恐怖症への対応

恐怖症というのは、ある特別な事物や状況に対して持つ持続的な恐怖心のことをいいます。
生まれながらに恐怖症の人はいません。それは学習された反応です。
閉所恐怖症(閉ざされた空間に対する恐怖)、
広場恐怖症(広い空間に対する恐怖)、
高所恐怖症(高い場所に対する恐怖)等があります
恐怖症は、普段は合理的に通常の社会生活に適応している人の内にも存在します。
恐怖症の人はしばしば自分の恐怖心が非現実的なものだと認識していますが、それに立ち向かうことが
できないでいます。
状況をさらに複雑にしているのは、ある事物に対して恐怖心を持っている時、実はその根底に全く異なる事物に対する恐怖心が横たわっている場合があるということです。

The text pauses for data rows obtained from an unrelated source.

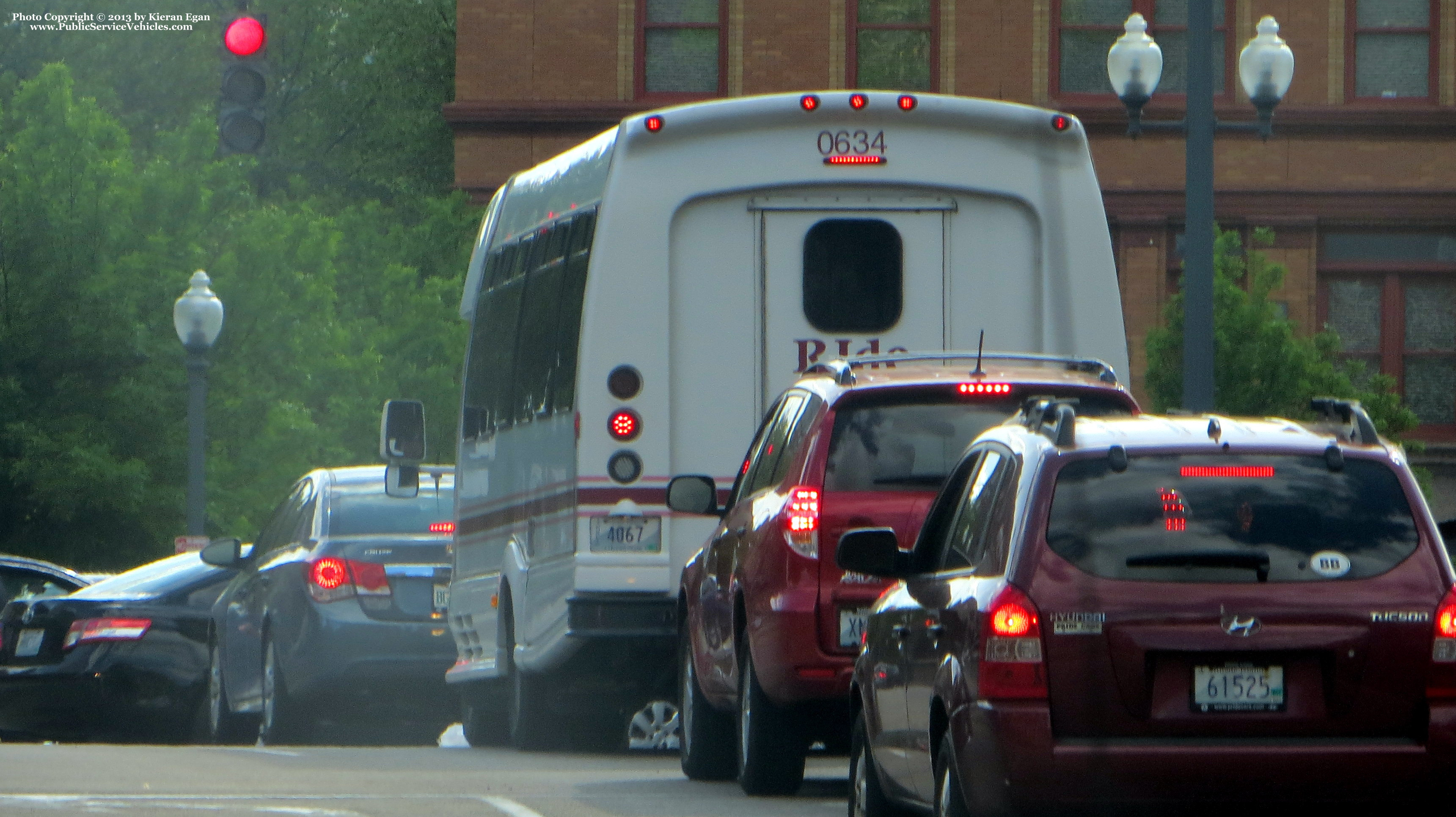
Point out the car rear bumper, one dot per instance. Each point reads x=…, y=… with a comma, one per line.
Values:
x=346, y=655
x=793, y=666
x=1017, y=742
x=104, y=697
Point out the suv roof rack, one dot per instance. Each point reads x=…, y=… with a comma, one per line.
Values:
x=844, y=375
x=1349, y=418
x=1055, y=417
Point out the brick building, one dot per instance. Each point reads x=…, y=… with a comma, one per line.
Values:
x=1359, y=181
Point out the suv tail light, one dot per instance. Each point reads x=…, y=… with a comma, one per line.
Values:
x=801, y=520
x=1442, y=679
x=86, y=631
x=333, y=579
x=1011, y=637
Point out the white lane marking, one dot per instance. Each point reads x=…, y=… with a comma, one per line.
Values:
x=509, y=806
x=261, y=751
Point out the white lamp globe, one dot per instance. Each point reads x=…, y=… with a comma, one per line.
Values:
x=1135, y=60
x=198, y=315
x=1267, y=65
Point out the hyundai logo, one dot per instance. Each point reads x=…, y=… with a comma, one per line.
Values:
x=1242, y=628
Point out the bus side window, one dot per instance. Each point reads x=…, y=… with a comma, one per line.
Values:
x=537, y=347
x=568, y=315
x=493, y=350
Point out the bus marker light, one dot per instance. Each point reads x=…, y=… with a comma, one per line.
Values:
x=854, y=159
x=624, y=424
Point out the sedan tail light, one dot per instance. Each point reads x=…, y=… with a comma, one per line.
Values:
x=333, y=579
x=801, y=520
x=1440, y=684
x=86, y=631
x=1013, y=662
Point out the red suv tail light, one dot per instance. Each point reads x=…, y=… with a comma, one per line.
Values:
x=333, y=579
x=1442, y=679
x=801, y=520
x=1011, y=637
x=86, y=631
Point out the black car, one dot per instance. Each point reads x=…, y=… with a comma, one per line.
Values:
x=124, y=659
x=22, y=577
x=339, y=616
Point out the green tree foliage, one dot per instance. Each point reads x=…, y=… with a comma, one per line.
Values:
x=1264, y=368
x=331, y=309
x=354, y=92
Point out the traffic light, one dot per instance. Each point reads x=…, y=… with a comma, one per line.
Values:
x=245, y=82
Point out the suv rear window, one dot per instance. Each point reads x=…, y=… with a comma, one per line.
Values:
x=909, y=440
x=369, y=512
x=1231, y=519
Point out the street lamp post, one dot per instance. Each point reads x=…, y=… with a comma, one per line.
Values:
x=1266, y=68
x=197, y=318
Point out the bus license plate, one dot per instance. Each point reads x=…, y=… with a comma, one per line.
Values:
x=30, y=643
x=627, y=535
x=852, y=627
x=1238, y=689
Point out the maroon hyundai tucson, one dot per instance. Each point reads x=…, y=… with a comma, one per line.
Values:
x=1189, y=609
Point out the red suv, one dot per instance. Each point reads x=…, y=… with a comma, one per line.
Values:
x=1190, y=609
x=769, y=624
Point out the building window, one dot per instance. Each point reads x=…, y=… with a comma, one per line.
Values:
x=1393, y=44
x=893, y=44
x=682, y=47
x=1088, y=28
x=1393, y=300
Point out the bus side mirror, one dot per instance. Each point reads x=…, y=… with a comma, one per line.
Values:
x=872, y=551
x=402, y=481
x=402, y=446
x=694, y=496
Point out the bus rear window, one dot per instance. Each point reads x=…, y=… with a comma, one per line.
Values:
x=854, y=276
x=1231, y=519
x=911, y=440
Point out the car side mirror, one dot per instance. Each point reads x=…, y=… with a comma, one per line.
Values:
x=694, y=496
x=872, y=551
x=229, y=553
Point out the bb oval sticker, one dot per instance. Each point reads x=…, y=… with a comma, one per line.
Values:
x=1330, y=564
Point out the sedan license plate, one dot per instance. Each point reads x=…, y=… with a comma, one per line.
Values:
x=1238, y=688
x=627, y=535
x=30, y=643
x=852, y=624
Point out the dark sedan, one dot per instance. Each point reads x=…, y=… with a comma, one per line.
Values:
x=22, y=577
x=124, y=659
x=340, y=618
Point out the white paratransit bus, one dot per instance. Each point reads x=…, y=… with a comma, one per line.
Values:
x=641, y=299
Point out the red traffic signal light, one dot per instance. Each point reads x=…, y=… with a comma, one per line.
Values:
x=245, y=37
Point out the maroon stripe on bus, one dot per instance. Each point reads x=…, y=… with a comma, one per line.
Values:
x=554, y=503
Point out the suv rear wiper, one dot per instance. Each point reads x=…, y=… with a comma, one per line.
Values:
x=1258, y=563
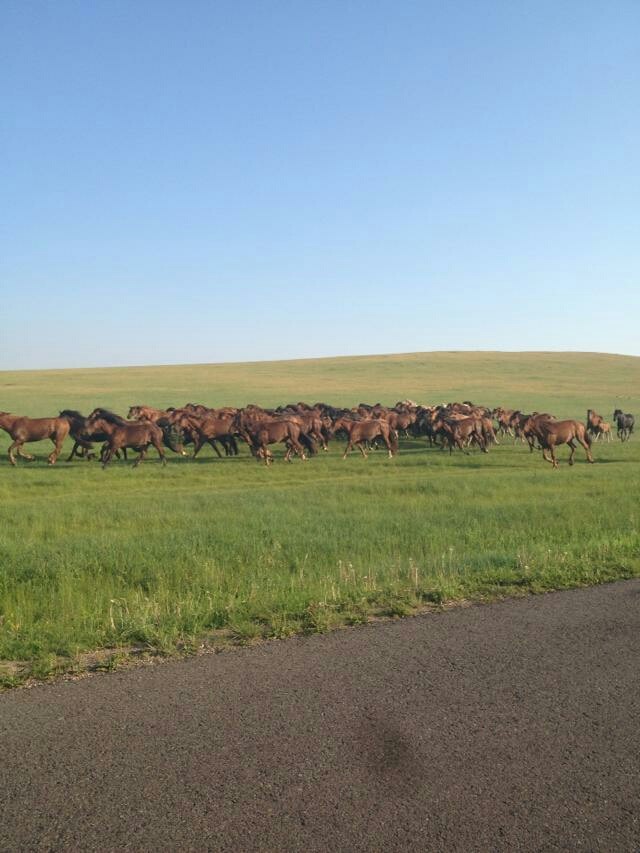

典型的には、ある不安が形成された時、その不安を身の回りの別のものに付着させるというものです。
1例をあげれば、自分の仕事が嫌いでたまらない人が、バスはただその職場にその人を運ぶ手段に過ぎないにもかかわらず、バス恐怖症になるという例です。 
恐怖症の人があまりにも頻繁に恐怖を感じ心身が衰弱していき、それが人生に大きな影響を及ぼすという場合があります。
恐怖症のため情緒面で、そして社会面、仕事面で日々の生活に支障をきたすようになった時は、治療を受ける必要があります。
催眠は穏やかな治療法です。
恐怖症患者は対面誘導において、恐怖と直面している自分自身を想像するように言われます。
そこでその恐怖がどれほど小さいものであるか確認するように言われ、次に、その恐怖にもかかわらず
あなたは完全に平静ですと告げられます。それによって恐怖に打ち勝つ自分を確認できます
退行催眠によってあなたの過去に根差している恐怖症の原因を明らかにしていくことも行われます。